Indeed, in his basement, Schwartz is at the center of many things. The banter reflects the programs he leads, including the College's university teaching project, its Monroe scholars, its new-faculty orientation, its grant-writing workshops, its interdisciplinary studies and its freshman seminars. Although such a list could reduce some professors and administrators to babbling about what specifically they do, Schwartz is not daunted. He describes himself easily: He is a catalyst, a teacher and a mentor who tries to keep the teaching and research responsibilities of the College in balance.

"I am a catalyst," he said. "What a good teacher does is kind of catalyze thinking and productivity in students. Teaching is not something in which you have a student sit at your feet while you dispense wisdom down to them and they soak it into their heads. You try to help them become original, creative people."

Continuing that thought, Schwartz introduced the term "mentor." He explained how Mentor, in "The Iliad," was responsible for helping Odysseus' son gain the self-confidence to assume the responsibilities of manhood during the long absence of his father.

"It was Athena, the goddess, who came to [the son] in the form of Mentor," he said. "She could have come to him as Athena and said, ‘Look, I'm a goddess. Do this, do this and do this; this is the way to handle things.' That would have been self-defeating. She came as a mentor, a mortal. That's the model of what a good mentor is: someone who is respected, can facilitate, can catalyze. The measure of a mentor's success is the independence of the student, not the continuing dependence."

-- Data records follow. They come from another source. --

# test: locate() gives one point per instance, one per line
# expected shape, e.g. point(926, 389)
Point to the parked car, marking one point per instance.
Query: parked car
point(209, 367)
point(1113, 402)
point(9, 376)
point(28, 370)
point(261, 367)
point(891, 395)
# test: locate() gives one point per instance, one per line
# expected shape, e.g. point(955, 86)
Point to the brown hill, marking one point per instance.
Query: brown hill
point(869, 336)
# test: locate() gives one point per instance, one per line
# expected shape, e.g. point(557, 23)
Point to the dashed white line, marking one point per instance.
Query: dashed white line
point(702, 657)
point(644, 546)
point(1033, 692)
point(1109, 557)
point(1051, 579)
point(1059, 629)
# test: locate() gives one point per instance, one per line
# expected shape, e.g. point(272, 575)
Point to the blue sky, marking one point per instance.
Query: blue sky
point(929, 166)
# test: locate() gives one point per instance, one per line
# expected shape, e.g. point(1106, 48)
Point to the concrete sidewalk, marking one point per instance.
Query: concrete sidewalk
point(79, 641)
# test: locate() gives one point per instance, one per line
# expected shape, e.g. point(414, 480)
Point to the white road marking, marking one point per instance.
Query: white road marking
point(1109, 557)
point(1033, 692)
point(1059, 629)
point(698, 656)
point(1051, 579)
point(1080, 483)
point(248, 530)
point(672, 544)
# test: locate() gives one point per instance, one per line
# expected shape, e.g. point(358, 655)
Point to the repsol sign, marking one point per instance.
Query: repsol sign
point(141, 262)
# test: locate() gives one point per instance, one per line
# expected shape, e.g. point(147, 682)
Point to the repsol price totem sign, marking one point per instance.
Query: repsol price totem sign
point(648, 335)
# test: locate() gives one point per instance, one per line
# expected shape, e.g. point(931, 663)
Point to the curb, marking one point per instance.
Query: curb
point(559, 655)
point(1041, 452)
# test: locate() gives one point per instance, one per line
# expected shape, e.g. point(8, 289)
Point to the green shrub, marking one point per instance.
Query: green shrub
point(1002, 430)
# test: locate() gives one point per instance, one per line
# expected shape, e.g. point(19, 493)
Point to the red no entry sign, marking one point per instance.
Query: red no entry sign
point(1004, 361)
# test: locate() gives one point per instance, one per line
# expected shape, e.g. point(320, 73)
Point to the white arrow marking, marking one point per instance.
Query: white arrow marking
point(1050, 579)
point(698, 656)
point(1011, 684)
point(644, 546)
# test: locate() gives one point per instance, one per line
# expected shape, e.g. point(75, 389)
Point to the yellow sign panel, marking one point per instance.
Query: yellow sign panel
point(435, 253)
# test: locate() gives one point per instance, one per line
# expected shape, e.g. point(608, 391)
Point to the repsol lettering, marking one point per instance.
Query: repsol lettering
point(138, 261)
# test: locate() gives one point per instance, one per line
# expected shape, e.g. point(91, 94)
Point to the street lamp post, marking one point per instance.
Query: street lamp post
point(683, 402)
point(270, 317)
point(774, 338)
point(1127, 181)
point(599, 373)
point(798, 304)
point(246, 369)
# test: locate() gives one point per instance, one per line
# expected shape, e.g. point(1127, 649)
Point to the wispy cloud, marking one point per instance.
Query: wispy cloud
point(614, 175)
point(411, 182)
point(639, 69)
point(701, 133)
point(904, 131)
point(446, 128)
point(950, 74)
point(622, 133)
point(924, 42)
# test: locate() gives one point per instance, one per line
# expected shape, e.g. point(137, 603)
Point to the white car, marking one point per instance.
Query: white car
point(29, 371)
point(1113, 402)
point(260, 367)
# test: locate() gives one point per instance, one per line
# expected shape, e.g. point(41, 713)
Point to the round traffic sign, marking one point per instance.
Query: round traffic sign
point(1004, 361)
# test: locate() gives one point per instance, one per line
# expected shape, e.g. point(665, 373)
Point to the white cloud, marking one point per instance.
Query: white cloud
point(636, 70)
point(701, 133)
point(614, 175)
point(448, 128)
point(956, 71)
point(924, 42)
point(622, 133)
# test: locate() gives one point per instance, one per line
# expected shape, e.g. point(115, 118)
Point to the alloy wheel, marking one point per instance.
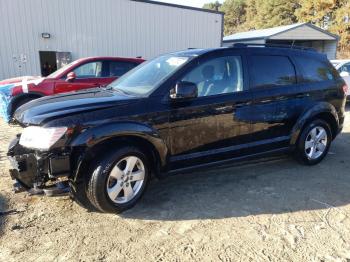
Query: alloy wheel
point(316, 142)
point(126, 179)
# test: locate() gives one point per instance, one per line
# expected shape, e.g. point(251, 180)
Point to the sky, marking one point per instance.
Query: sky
point(194, 3)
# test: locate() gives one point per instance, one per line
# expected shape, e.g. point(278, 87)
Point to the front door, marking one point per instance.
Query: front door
point(210, 127)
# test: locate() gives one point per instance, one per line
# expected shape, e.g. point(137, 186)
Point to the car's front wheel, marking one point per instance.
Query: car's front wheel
point(314, 142)
point(118, 180)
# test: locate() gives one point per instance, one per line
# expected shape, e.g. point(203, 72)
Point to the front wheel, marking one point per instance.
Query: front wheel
point(118, 180)
point(314, 142)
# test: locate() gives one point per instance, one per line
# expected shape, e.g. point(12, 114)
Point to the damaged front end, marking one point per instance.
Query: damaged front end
point(38, 171)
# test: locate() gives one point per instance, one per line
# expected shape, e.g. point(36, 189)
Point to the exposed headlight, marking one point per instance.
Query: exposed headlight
point(36, 137)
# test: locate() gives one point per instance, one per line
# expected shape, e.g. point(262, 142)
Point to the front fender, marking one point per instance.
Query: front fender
point(95, 135)
point(322, 107)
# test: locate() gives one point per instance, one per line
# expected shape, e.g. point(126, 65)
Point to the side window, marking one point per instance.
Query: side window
point(217, 76)
point(118, 68)
point(89, 70)
point(345, 68)
point(270, 71)
point(314, 70)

Schwartz clinches his point by focusing on the College's freshman seminars. The seminars, mandatory at William and Mary for the past 10 years, invert the typical pyramid in which students at many universities have the luxury of very small classes only during their junior and senior years, he said. Currently 100 seminars are offered each year at the College. The fact that each is taught by a faculty member—as opposed to by a graduate assistant—not only institutionalizes the commitment to quality teaching among faculty but it helps young students come to terms with educational skills that might not be developed in a larger, lecture-style classroom.

"If you value your students taking an active role in their education, using their heads, learning how to listen, argue and disagree," he said, "the seminars break up that pyramid. Students learn these things and they gain self-confidence."

The result is that they are prepared to be lifelong learners who are able to independenly follow up on ideas of interest regardless of their academic discipline. "The old-fashioned word for that is intellectuals," Schwartz said. "It means their interest in ideas goes beyond just getting a grade in a class."

If Schwartz does address the topic of what it means for William and Mary to be great and public during his three minutes at Charter Day, his comments might focus precisely on the value of that quintessential William and Mary product—what he calls, in old-school terms, the intellectual.

"Certainly there are some definitions of the public role of the university that do not seem compatible with a great liberal-arts university such as William and Mary," he said. "Land-grant schools have a public agenda. It may be training engineers, or training teachers. If you're only going to have land-grant functions, you're probably not going to have a Latin department, or music or many other things. That liberal-arts model, featuring a diversity of the curriculum, has proved its ability to liberate students to think for themselves."

As to the benefit such flexible, self-confident, perenially curious, internationally exposed and intellectually competent graduates bring to the commonwealth, Schwartz did not elaborate. Whether on the Charter Day platform or in the basement of Tucker Hall, the answer is self-evident. It goes without saying.